Türkiye´nin Afrin´de bulunan PYD´ye yönelik yürütmekte olduğu Zeytin Dalı Harekâtı kapsamında YPG´nin Türkiye´ye karşı kullandığı silahlar tartışma yarattı. Sık sık Suriye´nin kuzeyindeki sıcak bölgede bulunan Rus Federal Haber Ajansı (RIAFAN) muhabiri Kirill Romanovskiy, bir süredir YPG´nin Türkiye´ye karşı Alman silahları kullandığı yönündeki haberleri yalanladı. YPG´nin Alman silah kullandığı yönündeki haberleri doğrulamayan Romanovskiy, "Ben şahsen bu bölgede hiçbir zaman Alman silah görmedim. Ama Iraklı Kürtler doğrudan Almanya´dan silah desteği alıyor. Irak´ın kuzeyine gittiğimde cephe hattı boyunca Heckler&Koch ürünlerine rastladım. Ama Suriyeli Kürtlerin elinde bu silahtan yok" ifadelerini kullandı. ABD ise bir süredir, YPG´nin elinde bulundurduğu silahlarla ilgili tartışmaya, bölgedeki YPG güçlerine lojistik veya askeri destek vermediğine ilişkin açıklamalarıyla katılıyor. Peki YPG, Türkiye´ye yönelik kullandığı silahları ne yolla elde etti? Sputnik´in bu sorunu emekli Korgeneral Erdoğan Karakuş ve Güvenlik Uzmanı Mete Yarar yanıtladı.

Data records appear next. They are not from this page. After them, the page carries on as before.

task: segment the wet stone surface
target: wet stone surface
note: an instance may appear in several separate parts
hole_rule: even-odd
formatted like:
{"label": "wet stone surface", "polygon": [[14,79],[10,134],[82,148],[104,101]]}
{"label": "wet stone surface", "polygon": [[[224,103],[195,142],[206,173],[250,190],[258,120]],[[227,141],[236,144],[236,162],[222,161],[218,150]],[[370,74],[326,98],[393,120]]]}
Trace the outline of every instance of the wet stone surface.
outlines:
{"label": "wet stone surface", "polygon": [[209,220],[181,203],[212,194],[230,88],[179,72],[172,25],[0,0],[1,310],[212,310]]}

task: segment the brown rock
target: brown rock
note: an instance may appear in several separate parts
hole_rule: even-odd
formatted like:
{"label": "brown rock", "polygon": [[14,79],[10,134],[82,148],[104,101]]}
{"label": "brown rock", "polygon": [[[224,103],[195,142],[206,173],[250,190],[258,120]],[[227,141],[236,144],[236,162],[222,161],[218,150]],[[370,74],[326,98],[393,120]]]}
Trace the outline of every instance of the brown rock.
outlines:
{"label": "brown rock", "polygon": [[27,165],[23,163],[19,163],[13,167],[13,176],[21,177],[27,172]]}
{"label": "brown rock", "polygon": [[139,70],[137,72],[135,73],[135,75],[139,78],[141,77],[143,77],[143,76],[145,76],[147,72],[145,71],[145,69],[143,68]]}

YPG´nin elindeki silahların karaborsada bulunacak cinsten silahlar olmadığına işaret eden Yarar "Milan,TOW veya AT4 gibi tank savar silahları herhangi bir dünya piyasasında kara borsada bulabilir mi? Elbette hayır. Son günlerde, özellikle tanklarımıza veya zabitlerimize karşı Afrin bölgesinden atış yapan silahların görüntülerini YPG zaman zaman yayınlıyor. Bu görüntülerdeki silahların daha önce ABD tarafından PYD´ye DAEŞ´le mücadele kapsamında verdiği silahlardan olduğunu biliyoruz. O zaman bu silahlar Afrin bölgesindeyse, ?PYD bu silahları yalnızca Fırat´ın doğusunda kullanıyor´ argümanı da otomatikman düşmüş oluyor" ifadelerini kullandı.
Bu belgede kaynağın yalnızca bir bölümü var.